"I don't know what Sylvia will say!" sighed Mrs. Lindsay, who half repented of parting with her darling. "I'm afraid she will never forgive us."

"I shouldn't ask her," replied Aunt Louisa firmly. "She will like it very much when once she gets there, and the improvement which it will make in her is well worth a few tears at the start. I beg, Blanche, that you will not be foolish now, and stand in the way of the child's real good."

"I'll try not," said poor Mrs. Lindsay, wiping her eyes; "but when you've only the one, and she's never been away from you before, it seems so hard to let her go."

"Oh, you'll get over that! I felt just the same when Cuthbert first went to school, and I'm quite accustomed to it now. We can't expect to keep our children always tied to our apron strings."

"I suppose not, but boys are different from girls, and Sylvia has been such a pet. If she's not happy at Heathercliffe House she'll simply make herself ill with fretting, and the cure will be worse than the disease."

"I'm sure she will not do so. She will be so interested in her work and her new companions that, after the first few days of homesickness are over, she will settle down and like her fresh life immensely."

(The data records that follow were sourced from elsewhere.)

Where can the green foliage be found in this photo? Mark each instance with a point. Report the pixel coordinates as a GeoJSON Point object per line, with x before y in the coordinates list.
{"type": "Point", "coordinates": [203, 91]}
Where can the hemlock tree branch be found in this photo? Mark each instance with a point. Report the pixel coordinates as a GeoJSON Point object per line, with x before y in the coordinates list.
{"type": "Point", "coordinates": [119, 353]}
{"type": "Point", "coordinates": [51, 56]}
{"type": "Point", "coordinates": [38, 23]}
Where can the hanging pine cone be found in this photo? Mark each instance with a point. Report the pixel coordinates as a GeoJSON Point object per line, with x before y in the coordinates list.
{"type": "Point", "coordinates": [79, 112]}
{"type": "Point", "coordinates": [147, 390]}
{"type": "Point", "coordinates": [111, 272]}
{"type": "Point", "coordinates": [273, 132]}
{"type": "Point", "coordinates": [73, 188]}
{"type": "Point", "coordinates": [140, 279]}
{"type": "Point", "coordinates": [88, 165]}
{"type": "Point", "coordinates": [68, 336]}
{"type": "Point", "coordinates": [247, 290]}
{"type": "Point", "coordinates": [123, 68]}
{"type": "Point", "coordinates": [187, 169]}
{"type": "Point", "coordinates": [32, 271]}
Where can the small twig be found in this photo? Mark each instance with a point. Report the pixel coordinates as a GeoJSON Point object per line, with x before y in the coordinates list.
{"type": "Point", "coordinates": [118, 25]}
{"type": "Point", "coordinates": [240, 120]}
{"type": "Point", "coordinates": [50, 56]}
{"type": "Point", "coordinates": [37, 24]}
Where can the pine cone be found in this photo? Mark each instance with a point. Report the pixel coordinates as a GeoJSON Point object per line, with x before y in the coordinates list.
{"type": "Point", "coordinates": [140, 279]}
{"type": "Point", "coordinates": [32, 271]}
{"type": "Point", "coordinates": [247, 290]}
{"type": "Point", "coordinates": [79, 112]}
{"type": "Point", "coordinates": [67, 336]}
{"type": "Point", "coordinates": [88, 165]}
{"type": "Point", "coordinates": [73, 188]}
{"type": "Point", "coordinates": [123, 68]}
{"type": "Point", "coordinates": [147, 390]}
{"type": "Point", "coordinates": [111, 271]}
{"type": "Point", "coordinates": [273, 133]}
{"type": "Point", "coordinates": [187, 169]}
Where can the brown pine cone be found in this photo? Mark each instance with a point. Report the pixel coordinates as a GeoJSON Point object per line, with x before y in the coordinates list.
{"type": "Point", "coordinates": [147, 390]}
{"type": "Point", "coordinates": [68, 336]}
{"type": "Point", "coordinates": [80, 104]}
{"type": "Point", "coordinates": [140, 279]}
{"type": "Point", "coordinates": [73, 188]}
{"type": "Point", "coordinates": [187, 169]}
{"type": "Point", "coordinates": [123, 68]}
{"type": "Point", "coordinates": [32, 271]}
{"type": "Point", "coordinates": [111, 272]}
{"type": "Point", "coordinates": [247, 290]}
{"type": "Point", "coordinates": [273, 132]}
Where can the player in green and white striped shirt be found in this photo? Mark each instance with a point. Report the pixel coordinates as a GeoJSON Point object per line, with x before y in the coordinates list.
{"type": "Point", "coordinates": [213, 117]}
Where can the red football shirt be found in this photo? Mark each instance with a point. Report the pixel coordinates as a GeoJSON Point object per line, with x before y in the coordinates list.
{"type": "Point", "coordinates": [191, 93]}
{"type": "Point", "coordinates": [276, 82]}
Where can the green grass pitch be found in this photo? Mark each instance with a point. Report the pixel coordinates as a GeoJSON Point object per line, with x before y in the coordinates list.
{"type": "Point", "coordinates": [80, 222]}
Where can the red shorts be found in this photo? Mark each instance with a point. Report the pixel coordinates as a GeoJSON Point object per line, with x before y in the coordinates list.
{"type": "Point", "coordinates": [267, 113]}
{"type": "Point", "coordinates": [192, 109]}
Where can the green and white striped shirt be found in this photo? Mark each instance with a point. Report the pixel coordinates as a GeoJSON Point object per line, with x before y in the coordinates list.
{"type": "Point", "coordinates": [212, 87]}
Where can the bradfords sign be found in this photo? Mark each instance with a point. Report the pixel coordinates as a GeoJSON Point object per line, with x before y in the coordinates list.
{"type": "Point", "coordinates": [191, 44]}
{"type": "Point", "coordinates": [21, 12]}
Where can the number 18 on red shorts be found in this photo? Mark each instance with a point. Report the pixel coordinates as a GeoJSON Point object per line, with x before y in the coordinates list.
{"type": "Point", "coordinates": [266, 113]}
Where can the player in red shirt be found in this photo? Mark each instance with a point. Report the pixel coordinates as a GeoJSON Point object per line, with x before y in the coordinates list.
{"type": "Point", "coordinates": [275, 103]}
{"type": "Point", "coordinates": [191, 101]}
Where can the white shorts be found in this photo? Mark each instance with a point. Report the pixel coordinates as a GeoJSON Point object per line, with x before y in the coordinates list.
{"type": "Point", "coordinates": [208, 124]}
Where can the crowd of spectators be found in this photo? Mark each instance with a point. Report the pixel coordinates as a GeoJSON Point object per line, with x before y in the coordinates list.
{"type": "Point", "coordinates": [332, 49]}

"You really think so?" said Mrs. Lindsay. "Well, the decision is made and I suppose we must keep to it now; but I'm dreading the moment when I shall have to break the news to her."

To Sylvia the announcement came as a great shock. She was totally unprepared for it, and the idea of such a sudden change was anything but a welcome one. When she fully understood that in one short week she was to be banished to a strange place, among people whom she had never seen, she clung to her mother in such a passion of tears that if it had not been for the thought of what Aunt Louisa would say, Mrs. Lindsay would have yielded and have begged her husband to keep the child at home after all. As it was, she did her best to soothe her, and to paint the future in as bright colours as her fancy could depict.

"I'll never be happy again, never!" sobbed Sylvia. "I shall be as miserable as Evelyn in The Little Heiress or Rosalie in The Orphan Cousin. They both broke their hearts until the last chapter, and so shall I."

"Nonsense, darling, you must try to be brave! Heathercliffe House is a most charming school, and I'm sure you will be happy. You'll find ever so many nice little girls of about your own age who will be ready to make friends with you, and there will be plenty of fun going on as well as lessons. I want you to make some more friends."